Cosa si fa a livello istituzionale per superare tale arretratezza? Nello stesso quaderno, sono disponibili materiali relativi ad alcuni disegni di legge sul telelavoro. Non conforta apprendere che quello più vicino al traguardo limita il proprio ambito di applicazione ai telelavoratori subordinati o parasubordinati, escludendo gli autonomi. A conferma di quanto diceva Aldo Bonomi nella sua intervista ad erewhon: in Italia forze politiche ed organizzazioni sindacali privilegiano gli interessi del lavoro dipendente, rispetto a quelli d'un lavoro autonomo che, ad eccezione delle aree tecnologicamente avanzate, si presenta spesso sotto forma di decentramento selvaggio e di supersfruttamento.

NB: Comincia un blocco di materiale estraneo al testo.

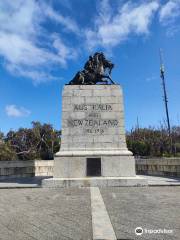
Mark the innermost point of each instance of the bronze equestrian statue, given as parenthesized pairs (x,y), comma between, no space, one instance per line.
(96,70)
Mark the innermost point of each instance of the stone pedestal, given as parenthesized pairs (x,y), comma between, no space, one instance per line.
(93,146)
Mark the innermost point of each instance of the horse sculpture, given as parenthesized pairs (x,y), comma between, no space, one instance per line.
(96,70)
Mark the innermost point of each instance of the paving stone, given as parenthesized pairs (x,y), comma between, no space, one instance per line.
(146,207)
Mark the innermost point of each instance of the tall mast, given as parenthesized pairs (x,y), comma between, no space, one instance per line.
(162,74)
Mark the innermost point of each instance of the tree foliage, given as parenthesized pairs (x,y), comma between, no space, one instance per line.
(154,142)
(39,142)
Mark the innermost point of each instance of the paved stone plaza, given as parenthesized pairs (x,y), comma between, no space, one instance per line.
(35,213)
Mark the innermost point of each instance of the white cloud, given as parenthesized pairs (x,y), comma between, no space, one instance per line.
(112,28)
(27,48)
(67,22)
(14,111)
(169,11)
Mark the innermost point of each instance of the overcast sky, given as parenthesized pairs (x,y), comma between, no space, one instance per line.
(44,43)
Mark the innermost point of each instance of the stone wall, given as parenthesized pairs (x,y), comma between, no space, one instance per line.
(28,168)
(159,166)
(154,166)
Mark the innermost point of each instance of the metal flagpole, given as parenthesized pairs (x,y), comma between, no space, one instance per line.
(162,74)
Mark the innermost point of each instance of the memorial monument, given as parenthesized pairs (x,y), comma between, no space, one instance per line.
(93,146)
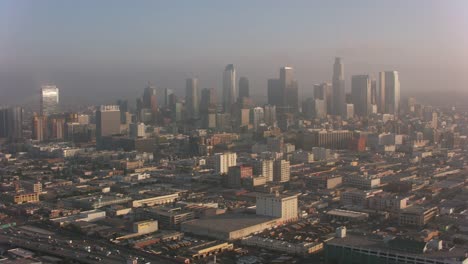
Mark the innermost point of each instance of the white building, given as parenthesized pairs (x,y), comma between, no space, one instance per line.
(258,117)
(270,115)
(281,171)
(137,130)
(264,168)
(222,161)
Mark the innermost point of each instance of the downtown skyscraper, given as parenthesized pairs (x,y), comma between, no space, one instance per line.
(192,98)
(389,92)
(289,90)
(49,100)
(229,87)
(361,94)
(11,123)
(244,91)
(338,89)
(283,92)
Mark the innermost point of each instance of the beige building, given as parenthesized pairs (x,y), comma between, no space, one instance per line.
(145,227)
(281,171)
(277,205)
(417,216)
(222,162)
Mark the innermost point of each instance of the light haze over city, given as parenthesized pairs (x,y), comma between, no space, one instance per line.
(111,49)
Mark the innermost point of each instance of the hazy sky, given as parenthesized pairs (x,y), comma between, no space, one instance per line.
(102,50)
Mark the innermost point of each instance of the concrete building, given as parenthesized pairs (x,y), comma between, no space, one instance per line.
(361,94)
(192,99)
(264,168)
(281,171)
(236,174)
(229,88)
(145,227)
(278,206)
(229,226)
(222,162)
(107,121)
(49,100)
(416,216)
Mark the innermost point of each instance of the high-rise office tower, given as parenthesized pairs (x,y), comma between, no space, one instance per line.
(11,123)
(338,89)
(49,100)
(274,93)
(123,106)
(435,120)
(281,171)
(107,121)
(258,117)
(149,98)
(391,92)
(270,114)
(374,91)
(324,92)
(289,90)
(244,91)
(283,92)
(56,128)
(381,93)
(4,123)
(223,161)
(39,128)
(229,87)
(208,107)
(192,98)
(208,99)
(167,94)
(361,94)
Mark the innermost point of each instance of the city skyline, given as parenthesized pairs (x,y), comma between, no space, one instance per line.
(30,59)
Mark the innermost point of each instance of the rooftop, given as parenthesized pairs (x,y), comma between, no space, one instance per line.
(230,222)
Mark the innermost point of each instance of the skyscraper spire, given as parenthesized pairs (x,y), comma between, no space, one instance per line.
(338,87)
(229,87)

Esistono segnali d'un impegno dei telelavoratori italiani ad associarsi per rappresentare i propri interessi? Per ora, la Rete offre solo alcuni servizi. Bibliografie, documenti, programmi e testi relativi a seminari e convegni, informazioni su leggi e regolamenti, sono disponibili sul primo Web italiano (nato nel 96) interamente dedicato al telelavoro: Telelavoro Italia. A questo indirizzo http://www.ecn.org/crypto/law/t-acc.htm si trovano i testi degli accordi aziendali Saritel, Italtel, Seat, Dun&Bradstreet, Telecom, Digital, Caridata, Enpacl, Zanussi, Università di Pisa, Intersind, Commercio. Il sito Lavorinrete ha selezionato una serie di link che consentono d'accedere a risorse sul telelavoro, e ospita un "album" di telelavoratori (con relativi indirizzi, curriculum e competenze professionali) articolato per regioni.

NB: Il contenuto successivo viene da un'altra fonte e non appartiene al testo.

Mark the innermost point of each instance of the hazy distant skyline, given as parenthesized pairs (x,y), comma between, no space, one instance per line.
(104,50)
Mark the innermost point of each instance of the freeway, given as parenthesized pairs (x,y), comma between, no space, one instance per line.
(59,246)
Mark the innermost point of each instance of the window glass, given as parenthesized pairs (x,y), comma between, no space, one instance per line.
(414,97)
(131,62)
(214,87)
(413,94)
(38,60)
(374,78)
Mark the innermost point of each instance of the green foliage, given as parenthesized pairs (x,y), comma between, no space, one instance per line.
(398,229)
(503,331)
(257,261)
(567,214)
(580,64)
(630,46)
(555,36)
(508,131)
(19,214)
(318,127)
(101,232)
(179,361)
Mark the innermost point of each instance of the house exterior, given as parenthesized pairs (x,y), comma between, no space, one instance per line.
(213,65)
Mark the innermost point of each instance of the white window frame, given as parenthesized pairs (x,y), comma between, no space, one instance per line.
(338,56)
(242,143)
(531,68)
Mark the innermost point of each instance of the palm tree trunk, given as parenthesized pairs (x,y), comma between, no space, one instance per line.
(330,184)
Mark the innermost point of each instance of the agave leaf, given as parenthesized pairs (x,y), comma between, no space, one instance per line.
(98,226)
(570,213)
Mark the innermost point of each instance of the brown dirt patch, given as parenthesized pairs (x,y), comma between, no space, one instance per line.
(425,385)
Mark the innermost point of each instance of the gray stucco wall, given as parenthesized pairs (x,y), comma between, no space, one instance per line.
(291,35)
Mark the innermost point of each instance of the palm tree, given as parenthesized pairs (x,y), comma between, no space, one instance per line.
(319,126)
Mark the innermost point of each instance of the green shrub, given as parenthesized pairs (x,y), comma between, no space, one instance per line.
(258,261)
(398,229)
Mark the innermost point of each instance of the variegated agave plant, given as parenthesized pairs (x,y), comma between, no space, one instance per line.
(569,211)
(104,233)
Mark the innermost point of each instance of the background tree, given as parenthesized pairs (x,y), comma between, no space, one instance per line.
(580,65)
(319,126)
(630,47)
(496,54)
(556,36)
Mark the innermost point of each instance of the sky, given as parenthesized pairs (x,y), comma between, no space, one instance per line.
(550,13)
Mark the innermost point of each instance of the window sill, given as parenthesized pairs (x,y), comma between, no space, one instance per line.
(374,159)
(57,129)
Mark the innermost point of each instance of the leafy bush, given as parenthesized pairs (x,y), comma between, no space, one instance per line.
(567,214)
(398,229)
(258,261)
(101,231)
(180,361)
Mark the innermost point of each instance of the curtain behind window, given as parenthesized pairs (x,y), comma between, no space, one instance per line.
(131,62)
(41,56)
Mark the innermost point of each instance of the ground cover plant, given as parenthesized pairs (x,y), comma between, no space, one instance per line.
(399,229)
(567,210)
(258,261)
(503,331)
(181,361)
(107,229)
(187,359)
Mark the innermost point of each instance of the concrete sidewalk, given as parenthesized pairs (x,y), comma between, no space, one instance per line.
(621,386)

Interessante (anche se non si occupa specificamente di telelavoro) ci è sembrato il sito La Città delle Opportunità, creato da Imprenditorialità Giovanile (società che opera nel campo dello sviluppo locale con particolare attenzione alla creazione e al sostegno di piccole imprese e alla sperimentazione di nuove politiche di formazione e lavoro). Segnaliamo due pagine che rappresentano altrettanti esempi d'uso intelligente di Internet come mezzo per promuovere la costituzione di reti associative fra lavoratori autonomi: Il laboratorio delle idee permette a chi desidera avviare un'attività di confrontare il suo progetto con cento di idee di business e con le storie di chi già de l'ha fatta, mentre la Fiera delle Opportunità presenta duecento casi di progetti imprenditoriali concretizzati grazie alla Legge 44/86.